What the heck is going on?
In an embarrassing move, they organized a stem cell conference for this year and then abruptly cancelled it, with the reason being that they had originally invited a number of prominent embryonic stem cell supporters/researchers to be speakers. There appears to be a huge schism in the Church over stem cells as one faction organized this conference and intentionally invited embryonic stem cell research leaders and then apparently higher ups, who got the vapors, cancelled the meeting.
The organizers of the meeting, at which Pope Benedict XVII was going to speak (see picture above right from Nature), had invited some of the top stem cell researchers in the world and then cancelled the meeting because these researchers were going to be there, a real slap in the face to the legitimate stem cell community.
Nature reports mixed feelings in the stem cell community not only over the meeting itself, but also regarding its cancellation.
Alan Trounson, President of CIRM, was quoted “I think the only interpretation is that we are being censored.” Dr. Trounson is right.
Another leading stem cell researcher who was invited, Dr. George Daley, says he was asked specifically not to make embryonic stem cells the focus of his talk, but “he planned to discuss them for historical context.”

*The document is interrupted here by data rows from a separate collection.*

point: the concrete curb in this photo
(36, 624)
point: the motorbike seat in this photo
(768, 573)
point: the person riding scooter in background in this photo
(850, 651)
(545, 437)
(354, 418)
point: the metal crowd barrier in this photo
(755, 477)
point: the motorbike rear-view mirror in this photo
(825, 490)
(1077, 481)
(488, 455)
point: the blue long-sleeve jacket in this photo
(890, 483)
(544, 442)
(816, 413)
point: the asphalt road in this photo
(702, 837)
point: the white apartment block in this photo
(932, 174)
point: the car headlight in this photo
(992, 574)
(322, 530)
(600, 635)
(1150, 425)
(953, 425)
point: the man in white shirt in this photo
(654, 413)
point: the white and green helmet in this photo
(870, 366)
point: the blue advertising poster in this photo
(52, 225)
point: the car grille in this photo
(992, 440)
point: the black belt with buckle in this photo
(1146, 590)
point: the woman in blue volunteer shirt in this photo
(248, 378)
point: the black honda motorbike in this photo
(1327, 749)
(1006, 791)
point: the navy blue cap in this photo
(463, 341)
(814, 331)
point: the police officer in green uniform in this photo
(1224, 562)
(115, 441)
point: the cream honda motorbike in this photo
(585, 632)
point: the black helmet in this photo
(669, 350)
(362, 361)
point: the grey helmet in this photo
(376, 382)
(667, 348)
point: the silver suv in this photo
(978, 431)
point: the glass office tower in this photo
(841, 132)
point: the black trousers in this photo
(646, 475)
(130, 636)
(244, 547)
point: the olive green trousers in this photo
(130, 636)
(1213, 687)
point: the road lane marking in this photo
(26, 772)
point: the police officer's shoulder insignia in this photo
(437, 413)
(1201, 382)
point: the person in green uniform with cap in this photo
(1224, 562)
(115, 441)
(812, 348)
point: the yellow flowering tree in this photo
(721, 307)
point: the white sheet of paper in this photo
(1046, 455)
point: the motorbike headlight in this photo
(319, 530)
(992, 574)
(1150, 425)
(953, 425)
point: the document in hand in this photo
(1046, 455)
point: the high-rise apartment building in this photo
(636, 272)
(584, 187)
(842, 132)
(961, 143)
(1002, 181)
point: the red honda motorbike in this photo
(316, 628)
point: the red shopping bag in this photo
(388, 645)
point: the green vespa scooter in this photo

Many stem cell researchers, including Dr. Christine Mummery, decided to decline invitations to this meeting in the first place because she was convinced it wasn’t going to be an “open discussion at all” and the adult stem cell researchers were going to be portrayed as the good guys, while the embryonic stem cell researchers were going to be the bad guys. I also raised this question in a piece called “Vatican Stem Cell Meeting 2.0: from stem cells to prison cells to hell?” of whether by attending, prominent stem cell researchers were tacitly giving some legitimacy to an ideologically harmful meeting, but at the same time I wondered if by going some of the stem cell leaders might do some significant good by fostering a healthy dialogue.
The Nature piece also quotes a Vatican official who had been involved in organizing the meeting who says he thought the program was worthy:
Monsignor Jacques Suaudeau, Officer for Studies at the Pontifical Academy for Life, called the cancellation a “sad event” in an e-mail to Nature, and said that attendees would soon receive an official explanation. “I cannot speak until the letter of explanation is given. All what I can say is that until this Friday, the congress was well on its way and that we thought that the programme, as it was, was worthy.”
I believe it is clear that the Vatican is split on the stem cell issue and the handling of this meeting exemplifies that divide.
This whole thing reminds me of the Pepsi Challenge from decades ago, perhaps because Pepsi is also in the news lately over, in its case, a manufactured fake stem cell controversy. The Pepsi Challenge was (and perhaps still is?) a marketing approach Pepsi used to eat into the market share of Coke. It began when I was 8 years old in 1975. Pepsi did commercials of blind taste tests where people were given sips of Pepsi and Coke, without knowing which was which, and reportedly most people like Pepsi better.
I’d like to give the Stem Cell Challenge to the Vatican. If someone at the Vatican had a certain condition and needed a therapy that would only work if it were based on embryonic stem cells, would they take it? What if someone asked them do you want stem cell therapy A, which doesn’t work, or therapy B, which does work (but were not told which was adult and which was embryonic”, which one would they pick? Which would “taste” better? I think they’d pick the one that worked and for some medical conditions that will be embryonic stem cell therapies.